Occasionally, we do not start from concrete observation at all, but build up the invariant by purely abstract argument.How things ought to be
It is hard to give up preconceptions of what things “ought to be,” and recognize things as they really are.
You must make the language first
It is the structure and content of the language which determine the design. The individual buildings which you make will live, or not, according to the depth and wholeness of the language which you use to make them with.
One you have it, this language is general. If it has the power to make a single building which lives, it can be used a thousand times, to make a thousand buildings live.
It must constantly be re-created
A language is a living language only when each person in society, or in the town, has his own version of this language.
To reach this deeper state, in which each person has a pattern language in his mind as an expression of his attitude to life, we cannot expect people just to copy patterns from a book. A living language must constantly be re-created in each person’s mind. As he modifies his language, and improves it, depends it, throughout his life - he does it, always, by creating, and improving rules which he invents.
Once people share a language in this way, the language will begin evolving of its own accord. The language will evolve, because it can evolve piecemeal, one pattern at a time.
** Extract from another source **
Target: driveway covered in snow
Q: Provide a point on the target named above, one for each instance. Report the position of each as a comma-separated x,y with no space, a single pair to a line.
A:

As people exchange ideas about the environment, and exchange patterns, the overall inventory of patterns in the pattern pool keeps changing.
Of course, this evolution will never end.
Repair
Within the larger language, it is impossible for any act not to help repair the larger whole. It is impossible for any act of building to remain an isolated act: it always becomes a portion of the flux of acts which is helping to maintain the whole.
Even the laying of a brick, to mend a wall, will not only be used to mend that wall, but will be used to help repair the seat, the terrace, or the fireplace which that wall helps to form.
The process of unfolding
The sequence of the patterns for a design - as generated by the language - is therefore the key to that design.
The process of unfolding goes step by step, one pattern at a time.
Chopped and disfigured
The details of a building cannot be made alive when they are made from modular parts
If the builder wants to build the room from modular four-foot panels, he must change the size of the rooms, and change their shape, to fit his panels.
In such a building system, it is impossible for a person to create a plan which reflects the larger subtleties of site or plan. Each plan will always be chopped and disfigured to make it fit the building details.
To make the building live, its patterns must be generated on the site, so that each one takes its own shape according to its context.
Until we leave the gate behind
And yet the timeless way is not complete, and will not fully generate the quality without a name, until we leave the gate behind.
Indeed this ageless character has nothing, in the end, to do with languages. The language, and the processes which stem from it, merely release the fundamental order which is native to us. They do not teach us, they only remind us of what we know already, and of what we shall discover time and time again, when we give up our ideas and opinions, and do exactly what emerges from ourselves.
At this final stage, the patterns are no longer important: the patterns have taught you to be receptive to what is real. It is the gate which leads you to the state of mind, in which you live so close to your own heart that you no longer need a language.
This is the final lesson of the timeless way.